According to the UN Food and Agriculture Organisation (FAO) on Thursday, the increase marks the third consecutive monthly increase after four years of decline.

April’s increase, it added, was driven by palm oil prices and in a minor key, cereals, while sugar prices tapered down after a strong increase in March.

The FAO Food Prices Index, averaged 151.8 points in April, and 0.7 per cent increase from March.

The organisation said that it is about 10 per cent below its level of a year ago and more than a third of its 2011 highs.

The gradual increase, it added, is far from even across the board.

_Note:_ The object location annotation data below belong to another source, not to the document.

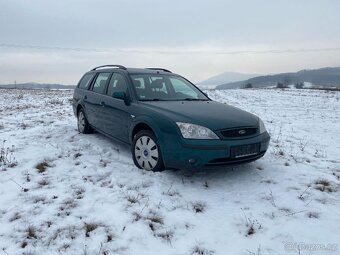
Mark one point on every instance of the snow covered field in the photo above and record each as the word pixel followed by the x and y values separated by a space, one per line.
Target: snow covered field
pixel 62 192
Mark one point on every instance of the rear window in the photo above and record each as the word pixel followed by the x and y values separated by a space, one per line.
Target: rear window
pixel 100 83
pixel 85 81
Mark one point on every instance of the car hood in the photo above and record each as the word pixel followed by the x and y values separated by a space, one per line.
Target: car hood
pixel 210 114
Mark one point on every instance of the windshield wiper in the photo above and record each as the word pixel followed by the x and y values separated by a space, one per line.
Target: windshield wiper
pixel 193 99
pixel 154 99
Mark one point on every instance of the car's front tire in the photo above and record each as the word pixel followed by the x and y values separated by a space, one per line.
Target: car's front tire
pixel 146 151
pixel 83 125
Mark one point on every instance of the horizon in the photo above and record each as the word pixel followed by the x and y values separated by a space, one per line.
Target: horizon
pixel 47 41
pixel 255 75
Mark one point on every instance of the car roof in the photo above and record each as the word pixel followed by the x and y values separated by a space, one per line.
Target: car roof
pixel 112 68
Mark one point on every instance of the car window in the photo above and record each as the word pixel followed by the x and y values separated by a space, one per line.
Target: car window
pixel 165 87
pixel 117 84
pixel 99 84
pixel 181 87
pixel 85 81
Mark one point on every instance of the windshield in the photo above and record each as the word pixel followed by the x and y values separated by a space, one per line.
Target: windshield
pixel 156 87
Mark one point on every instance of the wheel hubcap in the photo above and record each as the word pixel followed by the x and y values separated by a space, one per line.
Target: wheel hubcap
pixel 81 122
pixel 146 152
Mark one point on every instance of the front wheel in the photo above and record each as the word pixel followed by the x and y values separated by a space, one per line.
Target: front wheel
pixel 146 152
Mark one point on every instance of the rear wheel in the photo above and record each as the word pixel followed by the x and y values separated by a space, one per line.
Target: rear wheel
pixel 83 125
pixel 146 151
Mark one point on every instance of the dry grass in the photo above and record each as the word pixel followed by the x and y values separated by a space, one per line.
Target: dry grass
pixel 42 166
pixel 198 206
pixel 31 233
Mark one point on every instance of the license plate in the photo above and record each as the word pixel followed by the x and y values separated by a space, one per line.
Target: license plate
pixel 244 150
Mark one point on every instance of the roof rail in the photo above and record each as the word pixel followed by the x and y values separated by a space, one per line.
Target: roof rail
pixel 118 66
pixel 162 69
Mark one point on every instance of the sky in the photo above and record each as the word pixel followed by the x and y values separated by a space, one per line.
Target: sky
pixel 58 41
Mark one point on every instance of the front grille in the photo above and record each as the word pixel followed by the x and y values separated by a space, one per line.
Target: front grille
pixel 244 150
pixel 238 132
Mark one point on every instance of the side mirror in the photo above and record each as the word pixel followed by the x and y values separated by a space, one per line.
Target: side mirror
pixel 121 95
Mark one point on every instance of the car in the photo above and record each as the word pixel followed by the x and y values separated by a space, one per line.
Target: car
pixel 168 122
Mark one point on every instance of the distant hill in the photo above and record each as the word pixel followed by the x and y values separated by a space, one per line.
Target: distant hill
pixel 226 77
pixel 32 85
pixel 323 77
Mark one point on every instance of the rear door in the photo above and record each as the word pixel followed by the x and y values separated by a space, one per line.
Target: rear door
pixel 94 99
pixel 116 113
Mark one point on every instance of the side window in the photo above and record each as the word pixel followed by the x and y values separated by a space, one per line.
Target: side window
pixel 85 81
pixel 100 83
pixel 117 84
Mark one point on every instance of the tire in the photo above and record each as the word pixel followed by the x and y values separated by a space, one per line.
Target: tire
pixel 146 152
pixel 83 125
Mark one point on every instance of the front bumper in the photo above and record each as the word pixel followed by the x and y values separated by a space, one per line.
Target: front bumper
pixel 197 154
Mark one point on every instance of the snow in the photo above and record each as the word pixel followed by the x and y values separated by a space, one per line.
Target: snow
pixel 89 198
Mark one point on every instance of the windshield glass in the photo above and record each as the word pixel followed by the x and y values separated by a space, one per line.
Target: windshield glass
pixel 156 87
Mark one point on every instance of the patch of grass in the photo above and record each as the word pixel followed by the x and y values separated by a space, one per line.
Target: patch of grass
pixel 166 236
pixel 198 250
pixel 15 217
pixel 77 155
pixel 155 218
pixel 23 244
pixel 132 199
pixel 198 206
pixel 79 193
pixel 42 166
pixel 313 215
pixel 24 125
pixel 31 233
pixel 109 237
pixel 43 182
pixel 323 185
pixel 89 227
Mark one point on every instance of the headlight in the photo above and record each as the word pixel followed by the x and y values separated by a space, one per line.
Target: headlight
pixel 193 131
pixel 262 127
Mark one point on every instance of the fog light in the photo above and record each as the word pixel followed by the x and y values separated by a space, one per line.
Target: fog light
pixel 192 161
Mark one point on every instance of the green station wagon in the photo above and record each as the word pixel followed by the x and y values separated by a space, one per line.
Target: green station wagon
pixel 167 120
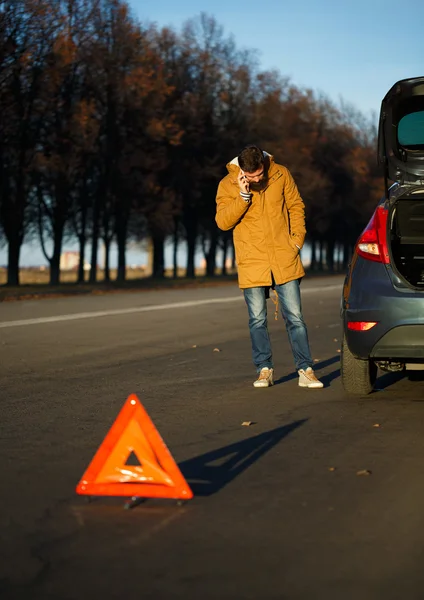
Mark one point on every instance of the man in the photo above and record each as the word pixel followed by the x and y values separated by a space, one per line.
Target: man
pixel 259 200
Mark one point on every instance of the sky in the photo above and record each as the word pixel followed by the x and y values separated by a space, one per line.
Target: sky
pixel 349 50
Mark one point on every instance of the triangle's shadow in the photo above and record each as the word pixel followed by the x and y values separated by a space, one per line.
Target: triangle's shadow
pixel 210 472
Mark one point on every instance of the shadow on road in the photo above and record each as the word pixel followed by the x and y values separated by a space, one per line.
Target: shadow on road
pixel 210 472
pixel 326 379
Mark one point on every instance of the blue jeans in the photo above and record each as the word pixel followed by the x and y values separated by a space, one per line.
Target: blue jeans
pixel 291 310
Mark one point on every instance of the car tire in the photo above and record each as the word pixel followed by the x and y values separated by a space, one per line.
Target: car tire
pixel 358 375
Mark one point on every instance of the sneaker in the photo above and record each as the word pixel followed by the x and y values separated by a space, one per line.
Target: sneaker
pixel 308 379
pixel 265 379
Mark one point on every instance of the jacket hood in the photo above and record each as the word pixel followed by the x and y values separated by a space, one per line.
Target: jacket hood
pixel 233 166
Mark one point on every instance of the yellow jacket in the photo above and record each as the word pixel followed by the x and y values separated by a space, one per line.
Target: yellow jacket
pixel 268 231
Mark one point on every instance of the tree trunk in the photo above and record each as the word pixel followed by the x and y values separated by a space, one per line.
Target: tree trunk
pixel 121 240
pixel 330 255
pixel 106 266
pixel 95 240
pixel 224 254
pixel 14 251
pixel 313 264
pixel 191 249
pixel 55 260
pixel 158 256
pixel 321 255
pixel 175 253
pixel 211 256
pixel 82 240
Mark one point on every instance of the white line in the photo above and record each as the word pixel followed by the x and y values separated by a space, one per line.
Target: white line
pixel 140 309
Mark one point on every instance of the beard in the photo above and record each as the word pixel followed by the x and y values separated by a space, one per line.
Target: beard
pixel 260 186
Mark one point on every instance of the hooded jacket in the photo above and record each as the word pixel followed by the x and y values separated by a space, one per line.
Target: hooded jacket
pixel 268 231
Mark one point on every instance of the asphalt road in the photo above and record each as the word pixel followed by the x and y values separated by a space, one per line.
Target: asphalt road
pixel 280 511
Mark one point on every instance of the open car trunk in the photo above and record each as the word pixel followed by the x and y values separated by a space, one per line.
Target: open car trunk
pixel 407 237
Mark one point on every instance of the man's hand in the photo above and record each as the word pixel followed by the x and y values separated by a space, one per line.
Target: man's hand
pixel 243 183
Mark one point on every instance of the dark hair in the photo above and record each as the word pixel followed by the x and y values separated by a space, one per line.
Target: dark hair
pixel 251 159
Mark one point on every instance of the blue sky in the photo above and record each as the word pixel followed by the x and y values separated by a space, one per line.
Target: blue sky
pixel 352 50
pixel 355 49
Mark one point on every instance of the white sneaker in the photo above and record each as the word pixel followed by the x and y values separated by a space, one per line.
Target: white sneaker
pixel 308 379
pixel 265 379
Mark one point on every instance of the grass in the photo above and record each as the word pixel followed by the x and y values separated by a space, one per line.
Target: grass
pixel 34 283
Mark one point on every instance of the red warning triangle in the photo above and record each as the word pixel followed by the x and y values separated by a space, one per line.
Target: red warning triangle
pixel 156 476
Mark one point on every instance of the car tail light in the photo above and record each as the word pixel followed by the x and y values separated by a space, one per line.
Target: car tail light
pixel 372 243
pixel 361 325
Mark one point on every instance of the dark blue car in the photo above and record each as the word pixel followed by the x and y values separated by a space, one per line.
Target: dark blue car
pixel 383 295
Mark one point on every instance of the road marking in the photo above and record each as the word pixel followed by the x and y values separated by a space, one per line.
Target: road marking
pixel 141 309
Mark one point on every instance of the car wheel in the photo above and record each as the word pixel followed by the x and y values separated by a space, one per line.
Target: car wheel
pixel 358 376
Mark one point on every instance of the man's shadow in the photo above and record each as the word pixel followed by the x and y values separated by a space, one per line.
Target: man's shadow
pixel 210 472
pixel 326 379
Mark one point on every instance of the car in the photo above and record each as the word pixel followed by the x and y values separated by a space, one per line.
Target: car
pixel 382 303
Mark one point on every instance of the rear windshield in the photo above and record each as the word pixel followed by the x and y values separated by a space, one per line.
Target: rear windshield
pixel 410 131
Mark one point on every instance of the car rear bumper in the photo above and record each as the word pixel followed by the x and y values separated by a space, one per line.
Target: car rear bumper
pixel 404 342
pixel 369 295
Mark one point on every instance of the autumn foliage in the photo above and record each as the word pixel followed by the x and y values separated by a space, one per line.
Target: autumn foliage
pixel 114 130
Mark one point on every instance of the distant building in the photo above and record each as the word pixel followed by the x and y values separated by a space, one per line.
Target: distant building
pixel 69 261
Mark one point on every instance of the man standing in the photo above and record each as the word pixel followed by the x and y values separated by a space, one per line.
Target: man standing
pixel 259 200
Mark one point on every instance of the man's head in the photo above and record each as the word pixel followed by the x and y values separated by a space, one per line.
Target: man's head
pixel 252 162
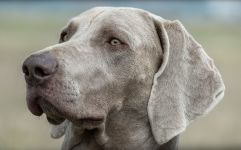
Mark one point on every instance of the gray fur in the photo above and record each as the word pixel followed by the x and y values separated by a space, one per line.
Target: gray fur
pixel 143 92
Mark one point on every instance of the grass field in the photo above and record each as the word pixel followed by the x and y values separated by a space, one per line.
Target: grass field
pixel 20 35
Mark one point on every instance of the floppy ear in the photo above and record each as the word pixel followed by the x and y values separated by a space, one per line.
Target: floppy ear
pixel 186 86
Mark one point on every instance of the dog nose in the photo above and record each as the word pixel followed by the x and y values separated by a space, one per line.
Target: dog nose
pixel 39 67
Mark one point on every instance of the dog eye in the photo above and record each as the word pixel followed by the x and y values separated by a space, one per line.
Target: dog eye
pixel 115 42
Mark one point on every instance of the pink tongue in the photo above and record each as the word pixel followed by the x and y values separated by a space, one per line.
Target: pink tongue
pixel 34 108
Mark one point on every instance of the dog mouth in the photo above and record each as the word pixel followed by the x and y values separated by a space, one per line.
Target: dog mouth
pixel 56 116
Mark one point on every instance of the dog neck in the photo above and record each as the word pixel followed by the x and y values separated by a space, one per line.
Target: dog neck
pixel 130 129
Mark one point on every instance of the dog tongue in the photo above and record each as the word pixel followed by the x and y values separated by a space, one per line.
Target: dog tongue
pixel 34 108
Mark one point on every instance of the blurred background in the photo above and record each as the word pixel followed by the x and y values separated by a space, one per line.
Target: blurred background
pixel 28 26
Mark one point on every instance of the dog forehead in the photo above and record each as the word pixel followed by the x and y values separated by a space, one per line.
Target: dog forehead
pixel 111 16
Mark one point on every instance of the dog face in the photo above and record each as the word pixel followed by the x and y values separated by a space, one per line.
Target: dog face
pixel 109 59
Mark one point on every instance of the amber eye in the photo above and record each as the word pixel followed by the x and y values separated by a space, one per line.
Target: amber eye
pixel 115 42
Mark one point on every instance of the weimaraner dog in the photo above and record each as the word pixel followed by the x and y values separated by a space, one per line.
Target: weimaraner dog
pixel 121 79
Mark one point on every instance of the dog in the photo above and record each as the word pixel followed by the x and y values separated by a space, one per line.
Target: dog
pixel 122 79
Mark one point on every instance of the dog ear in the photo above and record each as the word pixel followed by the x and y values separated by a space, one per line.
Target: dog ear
pixel 187 84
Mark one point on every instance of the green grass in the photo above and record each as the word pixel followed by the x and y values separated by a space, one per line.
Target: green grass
pixel 21 35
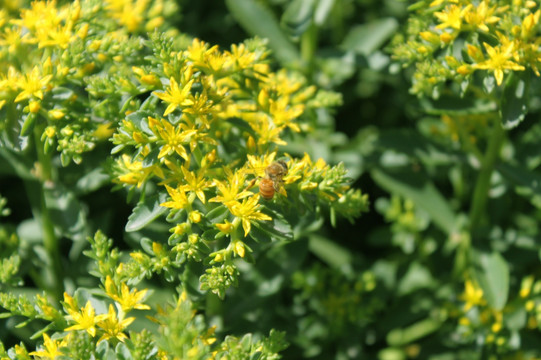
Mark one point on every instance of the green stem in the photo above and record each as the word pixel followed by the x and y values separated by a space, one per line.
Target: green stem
pixel 482 186
pixel 308 49
pixel 46 178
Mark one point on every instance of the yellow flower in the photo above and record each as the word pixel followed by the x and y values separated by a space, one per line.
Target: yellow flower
pixel 11 39
pixel 113 327
pixel 85 319
pixel 451 17
pixel 226 227
pixel 481 16
pixel 32 84
pixel 195 183
pixel 472 295
pixel 127 299
pixel 499 60
pixel 133 171
pixel 179 200
pixel 52 348
pixel 173 136
pixel 248 212
pixel 176 96
pixel 230 190
pixel 283 113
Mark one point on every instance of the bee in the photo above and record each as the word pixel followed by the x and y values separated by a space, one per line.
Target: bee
pixel 272 182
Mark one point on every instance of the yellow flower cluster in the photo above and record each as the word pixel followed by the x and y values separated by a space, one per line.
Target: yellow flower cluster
pixel 48 55
pixel 205 136
pixel 453 39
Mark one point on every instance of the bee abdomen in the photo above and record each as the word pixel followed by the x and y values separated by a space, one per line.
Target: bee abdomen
pixel 266 188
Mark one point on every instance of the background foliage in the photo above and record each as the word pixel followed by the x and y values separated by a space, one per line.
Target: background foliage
pixel 436 122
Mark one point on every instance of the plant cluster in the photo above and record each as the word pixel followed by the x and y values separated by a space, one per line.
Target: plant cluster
pixel 194 129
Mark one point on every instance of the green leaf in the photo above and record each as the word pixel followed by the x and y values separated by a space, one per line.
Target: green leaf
pixel 521 176
pixel 420 190
pixel 323 10
pixel 330 252
pixel 297 16
pixel 146 212
pixel 367 38
pixel 140 119
pixel 417 277
pixel 277 228
pixel 514 101
pixel 492 274
pixel 92 181
pixel 217 215
pixel 454 105
pixel 66 212
pixel 123 352
pixel 258 20
pixel 401 337
pixel 28 124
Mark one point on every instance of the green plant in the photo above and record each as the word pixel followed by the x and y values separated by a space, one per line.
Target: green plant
pixel 194 128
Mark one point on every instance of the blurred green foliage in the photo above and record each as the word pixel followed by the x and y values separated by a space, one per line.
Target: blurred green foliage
pixel 445 265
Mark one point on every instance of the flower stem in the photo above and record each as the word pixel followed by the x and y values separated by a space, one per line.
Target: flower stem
pixel 308 49
pixel 482 186
pixel 41 211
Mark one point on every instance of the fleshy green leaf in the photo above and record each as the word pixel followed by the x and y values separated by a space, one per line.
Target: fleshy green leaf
pixel 146 211
pixel 258 20
pixel 298 16
pixel 420 190
pixel 514 103
pixel 367 38
pixel 329 251
pixel 66 212
pixel 492 274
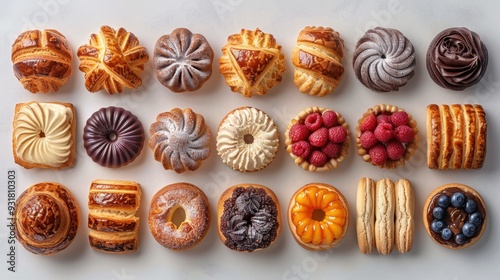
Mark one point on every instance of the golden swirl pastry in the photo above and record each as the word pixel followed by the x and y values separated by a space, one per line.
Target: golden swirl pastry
pixel 247 139
pixel 252 62
pixel 47 218
pixel 113 60
pixel 43 135
pixel 180 140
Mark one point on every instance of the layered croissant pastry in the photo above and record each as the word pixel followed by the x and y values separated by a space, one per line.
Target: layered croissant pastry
pixel 113 60
pixel 252 62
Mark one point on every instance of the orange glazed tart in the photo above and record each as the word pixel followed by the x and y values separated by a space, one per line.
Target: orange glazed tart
pixel 318 216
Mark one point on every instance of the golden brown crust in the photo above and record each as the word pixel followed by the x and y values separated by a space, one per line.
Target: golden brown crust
pixel 252 62
pixel 317 59
pixel 47 218
pixel 192 229
pixel 411 147
pixel 42 60
pixel 111 220
pixel 72 154
pixel 465 189
pixel 333 162
pixel 293 227
pixel 456 136
pixel 113 60
pixel 227 194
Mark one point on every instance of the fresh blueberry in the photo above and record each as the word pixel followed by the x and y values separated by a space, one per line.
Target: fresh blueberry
pixel 460 238
pixel 437 226
pixel 446 234
pixel 444 201
pixel 470 206
pixel 469 229
pixel 458 200
pixel 476 219
pixel 438 213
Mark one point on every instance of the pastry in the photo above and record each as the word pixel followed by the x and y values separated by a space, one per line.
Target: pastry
pixel 317 139
pixel 179 216
pixel 385 216
pixel 113 60
pixel 180 139
pixel 455 216
pixel 456 58
pixel 47 218
pixel 318 216
pixel 42 60
pixel 44 135
pixel 248 217
pixel 113 137
pixel 317 58
pixel 386 136
pixel 183 60
pixel 384 59
pixel 113 226
pixel 247 139
pixel 252 62
pixel 456 136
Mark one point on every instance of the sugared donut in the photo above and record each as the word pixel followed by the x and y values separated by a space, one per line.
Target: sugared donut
pixel 247 139
pixel 318 216
pixel 183 60
pixel 180 140
pixel 384 59
pixel 179 216
pixel 248 217
pixel 113 137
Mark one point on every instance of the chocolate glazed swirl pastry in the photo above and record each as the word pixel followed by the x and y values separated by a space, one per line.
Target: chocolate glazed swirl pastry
pixel 113 137
pixel 249 217
pixel 384 59
pixel 456 58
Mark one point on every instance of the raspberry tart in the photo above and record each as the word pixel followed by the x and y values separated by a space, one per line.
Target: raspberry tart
pixel 317 139
pixel 386 136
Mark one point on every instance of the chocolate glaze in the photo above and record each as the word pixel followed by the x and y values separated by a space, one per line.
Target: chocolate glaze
pixel 99 142
pixel 249 220
pixel 456 58
pixel 455 218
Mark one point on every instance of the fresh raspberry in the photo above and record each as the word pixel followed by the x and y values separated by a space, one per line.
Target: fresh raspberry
pixel 313 121
pixel 384 132
pixel 368 139
pixel 395 149
pixel 319 138
pixel 318 158
pixel 378 154
pixel 404 134
pixel 399 118
pixel 301 149
pixel 329 118
pixel 298 132
pixel 331 150
pixel 369 122
pixel 337 134
pixel 383 119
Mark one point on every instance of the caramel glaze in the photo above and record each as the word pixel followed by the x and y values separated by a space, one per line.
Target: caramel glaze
pixel 455 218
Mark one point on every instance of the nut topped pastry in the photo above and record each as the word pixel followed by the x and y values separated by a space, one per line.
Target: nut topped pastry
pixel 252 62
pixel 317 58
pixel 183 60
pixel 113 60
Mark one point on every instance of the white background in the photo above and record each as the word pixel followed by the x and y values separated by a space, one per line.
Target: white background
pixel 216 19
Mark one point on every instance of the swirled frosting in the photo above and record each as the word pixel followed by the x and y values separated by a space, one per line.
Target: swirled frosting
pixel 183 60
pixel 249 220
pixel 456 58
pixel 384 59
pixel 247 139
pixel 42 132
pixel 180 139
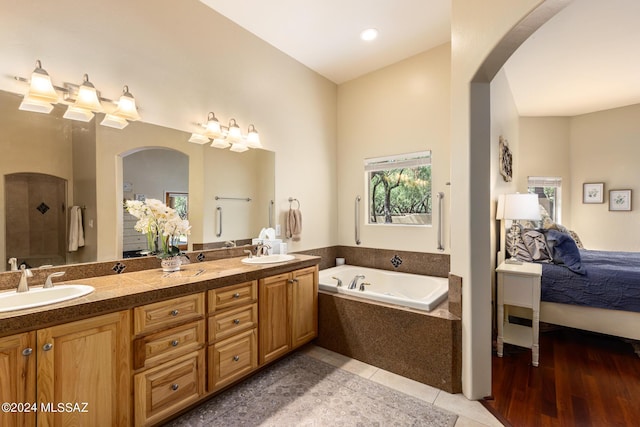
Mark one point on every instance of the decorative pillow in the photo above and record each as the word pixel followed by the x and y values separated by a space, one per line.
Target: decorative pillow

It stated that the trade-weighted index tracks international market prices for five key commodity groups: major cereals, vegetable oils, dairy, meat and sugar.

Its decline over the past year, it added, reflects ample food supplies, a slowing global economy and a stronger U.S. dollar.

It said Vegetable oil prices rose 4.1 per cent, due largely to a grim 2016 production outlook for palm oil coupled with a growing worldwide demand.

Cereal prices, it added, rose 1.5 per cent on the month, due primarily to international maize quotations, themselves influenced by a weaker U.S. dollar and spill over from the oil seeds complex.

However, it said, rice prices declined marginally, while wheat markets posted limited gains amid expectations of large supplies in the new season for the crop.

It added that diary prices dropped 2.2 per cent as stocks of butter and cheese in major exporters continued to grow.

FAO said meat prices rose 0.8 per cent, pushed up by strengthening United States demand for Australian beef.

It said sugar prices, meanwhile, dropped 1.7 per cent in April after a dramatic 17 per cent increase the previous month.

It said while concerns about global sugar production remain, Brazil, by far the main exporter, has had its second-highest crop ever and the country’s use of sugarcane for ethanol is expected to decline.

Sugar and vegetable oils are the only sub-indexes currently at levels higher than those of April 2015.

The FAO raised its forecast for world cereal production in 2016 slightly to nearly 2,526 million tonnes, virtually the same as in 2015 and potentially on course to be the second-largest global harvest ever.

It said the 2016 wheat output forecast remains 16 million tonnes short of last year’s record.

Reports say FAO’s new production forecast for global coarse grains, including barley, maize, millet, oats, rye and sorghum, stands at 1,314 million tonnes, about one per cent below the 2015 output.

FAO left unchanged its worldwide rice production forecast at 495 million tonnes, about one per cent higher than the previous year.

With the full impact of the El Niño weather phenomenon, the situation will not be clear for a few more months.